Slowly add the buttermilk to the butter/flour mixture 1 ounce at at time. Use a fork to flick the mixture around to incorporate. Work in batches to evenly distribute the buttermilk into the butter/flour. The mixture will not look like dough but DO NOT ADD MORE BUTTERMILK. The flour needs time to hydrate and it will eventually come together. Trust me.
Set the dough aside the grate the cheddar cheese and dice the scallions. Combine in a small bowl and set aside.
Laminate the biscuit dough
Pour the dough mixture onto a large cutting board. I will be very crumbly but do not add any more buttermilk.
Using the dough scraper, push the dough into a 6 inch X 8 inch rectangle. It should be approximately 1 inch high.
Cut the rectangle into 3 sections.
Stack the three sections on top of each other with ⅙th (approximately) of the cheese/scallion mixture stuffed in-between the sections. It will still be a crumbly mess but it will soon start to come together.
Repeat this process two more times. If the dough starts to becoming sticky, dust with a little bit of flour.
Form a rectangle
Split into thirds.
After laminating the dough for a total of three times, finally stack the sections and sandwich the cheese/scallions in-between. Then form into one last 6 inch x 8 inch rectangle.
Prepare for immediate baking
Line a sheet pan with parchment paper. Cut biscuit rectangle into 12 squares, approximately 2 inches x 2 inches a piece.
Place the entire sheet pan in the freezer. Set your oven to 425°
After the oven has pre-heated, remove the sheet pan biscuits from the freezer and brush the tops with a very light coating of melted butter (1 tablespoon of the melted butter, save the other tablespoon for when the biscuits are done)

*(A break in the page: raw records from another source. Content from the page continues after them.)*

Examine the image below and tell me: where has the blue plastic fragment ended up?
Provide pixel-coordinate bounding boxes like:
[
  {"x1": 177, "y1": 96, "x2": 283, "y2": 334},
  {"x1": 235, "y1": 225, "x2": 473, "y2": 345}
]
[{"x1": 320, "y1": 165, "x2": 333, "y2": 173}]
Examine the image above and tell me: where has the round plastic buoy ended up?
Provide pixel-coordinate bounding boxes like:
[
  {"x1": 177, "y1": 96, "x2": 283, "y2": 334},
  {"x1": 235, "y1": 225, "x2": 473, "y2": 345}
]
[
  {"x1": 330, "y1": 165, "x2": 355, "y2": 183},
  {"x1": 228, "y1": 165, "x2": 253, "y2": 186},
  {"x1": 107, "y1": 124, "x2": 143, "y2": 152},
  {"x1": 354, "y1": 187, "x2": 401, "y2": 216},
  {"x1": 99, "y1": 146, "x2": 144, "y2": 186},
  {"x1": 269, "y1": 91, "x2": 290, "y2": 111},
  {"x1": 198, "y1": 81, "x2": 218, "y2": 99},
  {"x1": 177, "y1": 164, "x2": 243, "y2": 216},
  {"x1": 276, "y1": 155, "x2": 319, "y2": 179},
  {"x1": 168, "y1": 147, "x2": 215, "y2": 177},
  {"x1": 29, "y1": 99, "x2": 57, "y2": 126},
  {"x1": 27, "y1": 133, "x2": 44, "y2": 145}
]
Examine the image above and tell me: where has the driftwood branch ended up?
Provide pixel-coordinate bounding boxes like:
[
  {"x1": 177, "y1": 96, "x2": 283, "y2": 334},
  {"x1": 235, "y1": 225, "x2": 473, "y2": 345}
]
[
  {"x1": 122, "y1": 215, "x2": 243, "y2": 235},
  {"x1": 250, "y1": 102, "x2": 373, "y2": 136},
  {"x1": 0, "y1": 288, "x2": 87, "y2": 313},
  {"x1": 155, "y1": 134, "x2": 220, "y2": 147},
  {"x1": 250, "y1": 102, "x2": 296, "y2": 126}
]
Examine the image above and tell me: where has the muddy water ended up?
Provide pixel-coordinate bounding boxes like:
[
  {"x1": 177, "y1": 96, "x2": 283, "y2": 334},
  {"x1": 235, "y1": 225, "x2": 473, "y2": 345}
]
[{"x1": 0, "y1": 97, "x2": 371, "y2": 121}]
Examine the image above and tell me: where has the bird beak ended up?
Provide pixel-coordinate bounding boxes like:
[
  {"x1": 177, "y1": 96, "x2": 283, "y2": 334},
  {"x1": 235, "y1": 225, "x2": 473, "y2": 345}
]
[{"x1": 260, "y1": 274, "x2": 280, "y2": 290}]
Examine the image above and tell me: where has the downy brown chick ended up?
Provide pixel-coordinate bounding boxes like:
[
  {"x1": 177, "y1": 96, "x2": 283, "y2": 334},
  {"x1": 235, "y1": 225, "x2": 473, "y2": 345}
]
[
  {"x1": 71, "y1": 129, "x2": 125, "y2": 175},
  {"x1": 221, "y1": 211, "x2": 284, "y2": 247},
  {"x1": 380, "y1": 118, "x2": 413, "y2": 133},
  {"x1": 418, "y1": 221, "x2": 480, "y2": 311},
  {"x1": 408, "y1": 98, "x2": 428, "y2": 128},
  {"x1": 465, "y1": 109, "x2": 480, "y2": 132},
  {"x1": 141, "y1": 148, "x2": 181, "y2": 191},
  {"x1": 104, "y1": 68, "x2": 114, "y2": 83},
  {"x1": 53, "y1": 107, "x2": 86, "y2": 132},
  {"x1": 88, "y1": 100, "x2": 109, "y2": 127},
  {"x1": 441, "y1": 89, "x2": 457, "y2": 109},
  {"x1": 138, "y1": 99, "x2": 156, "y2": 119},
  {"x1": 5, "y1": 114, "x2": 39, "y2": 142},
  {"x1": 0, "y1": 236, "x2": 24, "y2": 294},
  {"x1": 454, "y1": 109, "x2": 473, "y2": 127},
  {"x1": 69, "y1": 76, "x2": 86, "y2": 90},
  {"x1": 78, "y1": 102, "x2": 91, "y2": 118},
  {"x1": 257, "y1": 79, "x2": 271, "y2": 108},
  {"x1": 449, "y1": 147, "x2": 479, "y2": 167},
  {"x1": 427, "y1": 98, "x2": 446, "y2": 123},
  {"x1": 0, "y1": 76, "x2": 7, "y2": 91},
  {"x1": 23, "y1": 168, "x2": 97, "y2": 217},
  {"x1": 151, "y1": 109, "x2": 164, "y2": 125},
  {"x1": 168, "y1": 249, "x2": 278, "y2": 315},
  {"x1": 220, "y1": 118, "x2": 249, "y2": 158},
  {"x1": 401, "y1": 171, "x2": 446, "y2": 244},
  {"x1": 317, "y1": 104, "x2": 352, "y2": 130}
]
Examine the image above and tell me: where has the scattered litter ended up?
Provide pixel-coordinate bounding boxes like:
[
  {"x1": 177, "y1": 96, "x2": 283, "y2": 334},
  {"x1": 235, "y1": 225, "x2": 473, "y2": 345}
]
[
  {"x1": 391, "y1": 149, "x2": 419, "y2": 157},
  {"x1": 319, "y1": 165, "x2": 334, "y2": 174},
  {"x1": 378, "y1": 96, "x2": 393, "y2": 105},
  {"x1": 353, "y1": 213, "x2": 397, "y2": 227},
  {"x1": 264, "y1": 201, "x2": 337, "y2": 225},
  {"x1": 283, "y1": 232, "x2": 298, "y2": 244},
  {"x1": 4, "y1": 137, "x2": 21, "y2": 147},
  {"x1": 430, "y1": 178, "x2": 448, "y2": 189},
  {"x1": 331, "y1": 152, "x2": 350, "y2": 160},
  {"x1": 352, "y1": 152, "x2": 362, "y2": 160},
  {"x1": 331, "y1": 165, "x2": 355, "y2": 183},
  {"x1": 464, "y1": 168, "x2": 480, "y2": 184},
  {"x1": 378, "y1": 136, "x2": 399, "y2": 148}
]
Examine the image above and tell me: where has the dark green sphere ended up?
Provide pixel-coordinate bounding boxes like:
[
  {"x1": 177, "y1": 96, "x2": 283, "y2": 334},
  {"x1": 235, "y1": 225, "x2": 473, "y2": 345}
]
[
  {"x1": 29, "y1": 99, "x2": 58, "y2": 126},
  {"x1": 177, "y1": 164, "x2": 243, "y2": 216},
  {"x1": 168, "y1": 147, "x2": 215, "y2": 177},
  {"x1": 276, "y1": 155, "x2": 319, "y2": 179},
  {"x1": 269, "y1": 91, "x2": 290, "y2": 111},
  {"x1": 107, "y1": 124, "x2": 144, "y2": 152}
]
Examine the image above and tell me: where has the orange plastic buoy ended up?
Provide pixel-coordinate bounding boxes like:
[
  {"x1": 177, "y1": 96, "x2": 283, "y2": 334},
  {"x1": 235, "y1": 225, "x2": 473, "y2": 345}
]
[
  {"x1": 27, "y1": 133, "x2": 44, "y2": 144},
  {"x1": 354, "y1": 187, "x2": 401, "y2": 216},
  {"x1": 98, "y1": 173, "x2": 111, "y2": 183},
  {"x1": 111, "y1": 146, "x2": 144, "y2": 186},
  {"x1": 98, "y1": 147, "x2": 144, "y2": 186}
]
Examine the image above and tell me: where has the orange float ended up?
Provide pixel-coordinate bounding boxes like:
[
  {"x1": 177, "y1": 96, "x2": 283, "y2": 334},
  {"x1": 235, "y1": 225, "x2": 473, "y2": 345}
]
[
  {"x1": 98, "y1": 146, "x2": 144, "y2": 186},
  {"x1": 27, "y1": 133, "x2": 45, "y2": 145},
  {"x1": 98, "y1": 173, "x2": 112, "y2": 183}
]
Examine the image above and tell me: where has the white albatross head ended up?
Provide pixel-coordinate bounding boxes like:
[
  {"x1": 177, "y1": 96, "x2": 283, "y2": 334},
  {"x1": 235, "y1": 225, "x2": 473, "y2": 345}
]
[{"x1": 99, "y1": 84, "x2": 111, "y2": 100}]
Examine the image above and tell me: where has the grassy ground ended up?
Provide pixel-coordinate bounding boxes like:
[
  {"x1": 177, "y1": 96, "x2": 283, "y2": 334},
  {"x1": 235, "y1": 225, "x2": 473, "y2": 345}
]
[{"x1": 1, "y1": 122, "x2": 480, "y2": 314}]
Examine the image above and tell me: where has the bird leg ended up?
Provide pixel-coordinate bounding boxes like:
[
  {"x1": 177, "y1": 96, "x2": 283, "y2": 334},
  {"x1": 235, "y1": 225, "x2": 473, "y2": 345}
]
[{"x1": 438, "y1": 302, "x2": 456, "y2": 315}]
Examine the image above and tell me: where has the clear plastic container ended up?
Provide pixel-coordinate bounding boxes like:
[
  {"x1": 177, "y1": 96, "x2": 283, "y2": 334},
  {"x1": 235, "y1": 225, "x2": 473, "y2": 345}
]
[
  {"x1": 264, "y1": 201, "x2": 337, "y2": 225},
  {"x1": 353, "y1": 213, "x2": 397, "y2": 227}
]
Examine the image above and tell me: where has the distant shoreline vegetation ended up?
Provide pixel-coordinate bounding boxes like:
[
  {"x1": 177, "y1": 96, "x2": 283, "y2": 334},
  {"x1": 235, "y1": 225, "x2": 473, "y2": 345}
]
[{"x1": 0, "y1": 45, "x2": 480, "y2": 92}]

Place the biscuits in the oven and set a timer for 5 minutes. After 5 minutes reduce the temperature to 400. Keep baking for another 15 - 20 minutes or until the tops are starting to turn golden brown and crispy.
Remove from oven the brush with another light coating of butter. Serve warm and enjoy!
Optional freezing for later use then baking
Line a sheet pan with parchment paper. Cut biscuit rectangle into 12 squares, approximately 2 inches x 2 inches a piece.
Place the entire sheet pan in the freezer. Let the biscuits freeze until rock hard (about 1 hour) before bagging and storing.
When ready to bake, set your oven to 425°.
After the oven has pre-heated, remove the biscuits from the freezer and line up on a parchment line sheetpan. Brush the tops with a very light coating of melted butter (1 tablespoon of the melted butter, save the other tablespoon for when the biscuits are done)
Place the biscuits in the oven and set a timer for 5 minutes. After 5 minutes reduce the temperature to 400. Keep baking for another 20 - 25 minutes or until the tops are starting to turn golden brown and crispy.
Remove from oven the brush with another light coating of butter. Serve warm and enjoy!